Are They Jealous of Your New Body?

Why friends and family may not be thrilled with your weight loss -- and what to do about it

By Colette Bouchez
WebMD Weight Loss Clinic - Feature

Reviewed by Kathleen Zelman, MPH, RD, LD

You've given up most of those high-calorie foods you used to love. Exercised every day, even when you didn't feel like it. And finally, it's all paying off: You're edging toward your weight loss goal -- and looking pretty terrific!

At the same time, you've encountered what seems like a surprising lack of enthusiasm from some of your family and friends -- maybe even your partner -- about your new look.

As unusual as this may seem, experts say it's actually quite common to receive some unexpected reactions when you dramatically change your appearance.

"Human beings are hard-wired to resist change, so it's not uncommon to encounter some resistance whenever change occurs," says John McGrail, a Los Angeles clinical hypnotherapist and behavior expert.
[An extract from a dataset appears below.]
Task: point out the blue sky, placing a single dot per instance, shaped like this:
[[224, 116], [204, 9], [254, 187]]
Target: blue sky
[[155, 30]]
Complicating matters further: When we accomplish a goal -- particularly something as difficult as losing weight -- it may serve to remind friends and family of their own failed attempts. That, too, can spark a negative reaction.

"In some ways, your weight loss becomes a symbol of their inability to accomplish their goals, so they may begin to act resentful -- or even mean -- oftentimes without even realizing they are doing so," says Christian Holle, PhD, an assistant professor of psychology at William Patterson University in Wayne, N.J.

If their goals happened to also involve weight loss, the resentment (especially from friends) can be doubly strong.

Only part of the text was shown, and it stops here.